Jeremy-Code-F · November 18, 2022, 4:14pm

Hi,

I’m not sure if this is a bug or intentional behavior, but I stubbed my toe on this in some production code and wanted to see if there was a better way to address it.

I have a dataclass class that should have a property that is an instance of another class

@dataclass
class FirstClass:
    second_class: SecondClass = SecondClass()

I would expect every instance of FirstClass to have it’s own instance of SecondClass here, what actually ends up happening though is every instance of FirstClass shares the same instance of SecondClass

The workaround I found was to create a __post_init__() that creates the instance instead

@dataclass
class FirstClass:
    # second_class: SecondClass = SecondClass()
    second_class: Optional[SecondClass] = None

    def __post_init__(self):
        self.second_class = SecondClass()

Here is some simple repro code

from dataclasses import dataclass
from typing import Optional


class SecondClass:
    def __init__(self):
        self.some_field = []

@dataclass
class FirstClass:
    second_class: SecondClass = SecondClass()


def main():
    one = FirstClass()
    two = FirstClass()

    one.second_class.some_field.append("test")

    print(one.second_class is two.second_class)
    print(len(one.second_class.some_field))
    print(len(two.second_class.some_field))

if __name__ == '__main__':
    main()

It prints out

True
1
1

Is there an expected way to do what I’m trying to accomplish here?
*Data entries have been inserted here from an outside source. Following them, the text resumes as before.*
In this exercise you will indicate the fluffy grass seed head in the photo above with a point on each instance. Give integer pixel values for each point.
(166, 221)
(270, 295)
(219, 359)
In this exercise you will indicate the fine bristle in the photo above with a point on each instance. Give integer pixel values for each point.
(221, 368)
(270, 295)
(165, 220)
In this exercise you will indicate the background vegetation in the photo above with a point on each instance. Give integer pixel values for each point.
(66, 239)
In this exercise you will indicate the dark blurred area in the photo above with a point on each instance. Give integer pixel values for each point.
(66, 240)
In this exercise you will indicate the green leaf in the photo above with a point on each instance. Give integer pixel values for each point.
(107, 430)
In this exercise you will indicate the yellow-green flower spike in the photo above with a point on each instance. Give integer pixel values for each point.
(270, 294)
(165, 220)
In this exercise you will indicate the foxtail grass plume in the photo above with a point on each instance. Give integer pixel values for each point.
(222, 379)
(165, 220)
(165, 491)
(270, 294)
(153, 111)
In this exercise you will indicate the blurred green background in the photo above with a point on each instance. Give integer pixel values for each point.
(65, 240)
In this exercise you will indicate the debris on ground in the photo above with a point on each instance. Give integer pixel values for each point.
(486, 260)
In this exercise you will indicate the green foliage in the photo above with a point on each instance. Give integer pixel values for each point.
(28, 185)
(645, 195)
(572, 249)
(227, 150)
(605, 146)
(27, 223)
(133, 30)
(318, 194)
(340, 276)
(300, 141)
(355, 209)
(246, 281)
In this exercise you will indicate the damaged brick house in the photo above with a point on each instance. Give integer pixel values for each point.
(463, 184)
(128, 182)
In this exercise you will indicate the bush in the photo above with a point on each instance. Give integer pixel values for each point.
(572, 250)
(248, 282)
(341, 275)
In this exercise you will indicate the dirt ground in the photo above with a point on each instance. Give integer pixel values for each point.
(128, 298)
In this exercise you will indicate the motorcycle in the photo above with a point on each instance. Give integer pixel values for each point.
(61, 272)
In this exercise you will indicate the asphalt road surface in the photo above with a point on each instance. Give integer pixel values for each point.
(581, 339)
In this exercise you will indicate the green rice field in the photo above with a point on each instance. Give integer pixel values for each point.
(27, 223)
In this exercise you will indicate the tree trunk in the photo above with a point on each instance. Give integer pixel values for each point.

Or is what I fell into the ‘right’ way to do it?

Thanks!

vbrozik · November 18, 2022, 5:00pm

The class body is executed just once. So there is just a single instance of SecondClass created. This single object is then assigned to the second_class field of all the FirstClass objects created.

To have unique object per instance you have to postpone the object creation to the time FirstClass object is being created. There are multiple ways:

__init__() for usual classes
__post_init__() for dataclasses (as you did)
or more convenient: field() for dataclasses
- dataclasses — Data Classes — Python 3.11.0 documentation

from dataclasses import dataclass, field

class SecondClass:
    pass

@dataclass
class FirstClass:
    second_class: SecondClass = SecondClass()
    second_class_per_object: SecondClass = field(default_factory=SecondClass)

objects = []
for i in range(3):
    obj = FirstClass()
    print(f'{id(obj.second_class) = },  {id(obj.second_class_per_object) = }')
    objects.append(obj)  # Keep the instances to prevent memory (and ID) reuse.
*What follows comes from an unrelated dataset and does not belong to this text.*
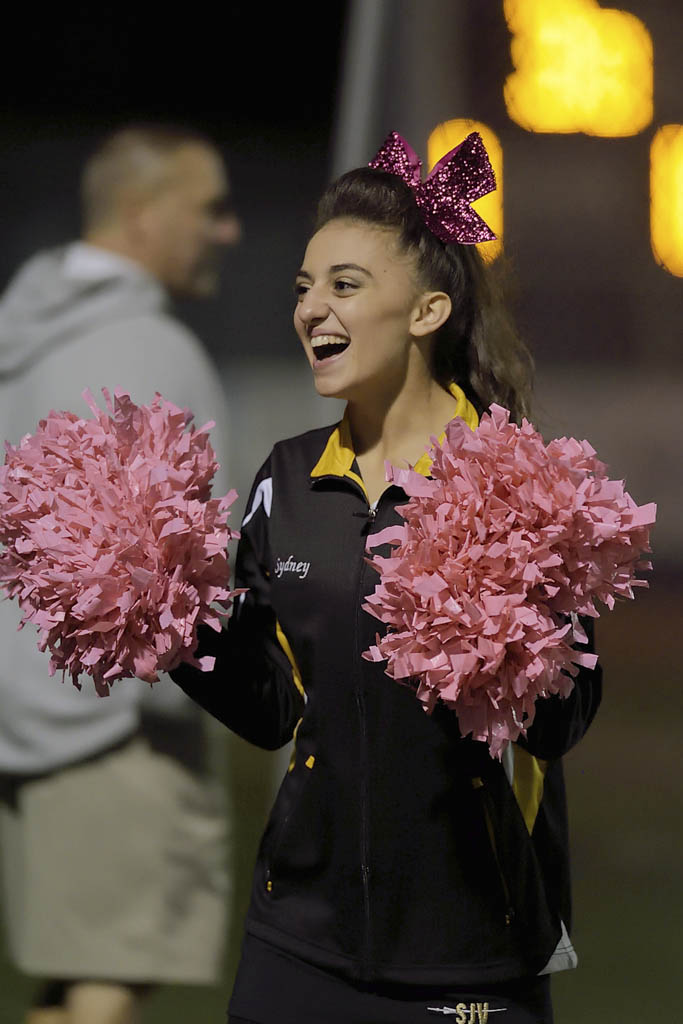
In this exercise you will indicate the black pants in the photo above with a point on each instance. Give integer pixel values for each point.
(273, 987)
id(obj.second_class) = 139988826782112,  id(obj.second_class_per_object) = 139988826839920
id(obj.second_class) = 139988826782112,  id(obj.second_class_per_object) = 139988826834400
id(obj.second_class) = 139988826782112,  id(obj.second_class_per_object) = 139988826834592

ChrisBarker-NOAA · November 19, 2022, 1:47am

Yup – using field(default_factory=... is the standard way, and well documented:

https://docs.python.org/3/library/dataclasses.html#mutable-default-values

Note that it doesn’t only apply to custom classes, but to every mutable type: lists, dicts, etc…
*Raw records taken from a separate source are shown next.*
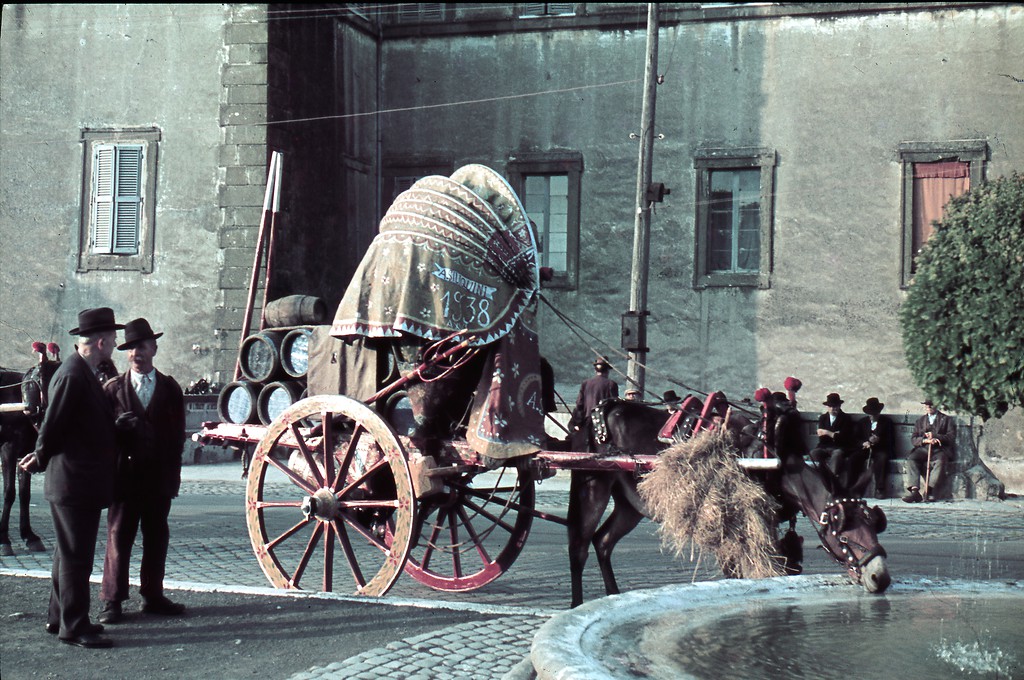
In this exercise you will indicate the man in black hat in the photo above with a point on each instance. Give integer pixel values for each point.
(77, 448)
(148, 475)
(593, 391)
(835, 438)
(876, 436)
(934, 439)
Also: to help avoid these errors, " the dataclass() decorator will raise a TypeError if it detects an unhashable default parameter."

Perhaps your custom class was hashable?

I have proposed that the dataclass decorator automatically add a default factory if you set a default to a Callable – I think that would be nifty, the field() call is so much busier – yes, you could want the Callable itself as a value – but I think that’s far less common, so you could use a custom field in that case.

However backward compatibility issue probably make this a no go.